Wavelo is a SaaS business focused on modernizing the operations of communication service providers. They are seeking a Senior Database Engineer to design and optimize the data persistence layer for large-scale systems, ensuring performance and reliability across the database environment.
Responsibilities:
- Design, implement, and operate highly available PostgreSQL clusters (physical/logical replication, sharding, partitioning, failover automation)

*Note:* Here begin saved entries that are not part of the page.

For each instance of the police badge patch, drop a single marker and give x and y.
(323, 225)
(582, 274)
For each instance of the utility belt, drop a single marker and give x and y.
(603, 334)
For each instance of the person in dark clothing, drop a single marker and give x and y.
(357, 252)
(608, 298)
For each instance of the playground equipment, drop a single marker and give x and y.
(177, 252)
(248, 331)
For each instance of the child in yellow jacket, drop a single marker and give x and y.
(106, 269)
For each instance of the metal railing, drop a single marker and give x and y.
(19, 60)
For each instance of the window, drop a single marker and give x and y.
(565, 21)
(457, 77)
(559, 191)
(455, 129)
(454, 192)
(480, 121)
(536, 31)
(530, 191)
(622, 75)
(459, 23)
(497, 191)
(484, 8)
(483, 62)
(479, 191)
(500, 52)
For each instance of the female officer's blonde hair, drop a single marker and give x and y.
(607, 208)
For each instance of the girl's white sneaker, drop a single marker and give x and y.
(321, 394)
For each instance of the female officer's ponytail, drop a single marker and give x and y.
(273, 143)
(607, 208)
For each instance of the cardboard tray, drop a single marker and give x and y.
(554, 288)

- Optimize query performance and indexing strategies
- Perform capacity planning, growth forecasting, and workload modeling
- Own high-availability strategies, including:
- Automatic failover
- Multi-region deployments
- Disaster recovery
- Build and maintain automation for:
- Provisioning and configuration
- Backups and recovery
- Failovers
- Vacuum tuning
- Schema management
- Use tools such as Terraform, Ansible/SaltStack, Bash, Python, etc
- Develop monitoring and alerting systems for PostgreSQL clusters
- Lead response during database incidents (e.g., performance regressions, replication lag, deadlocks, bloat, storage failures)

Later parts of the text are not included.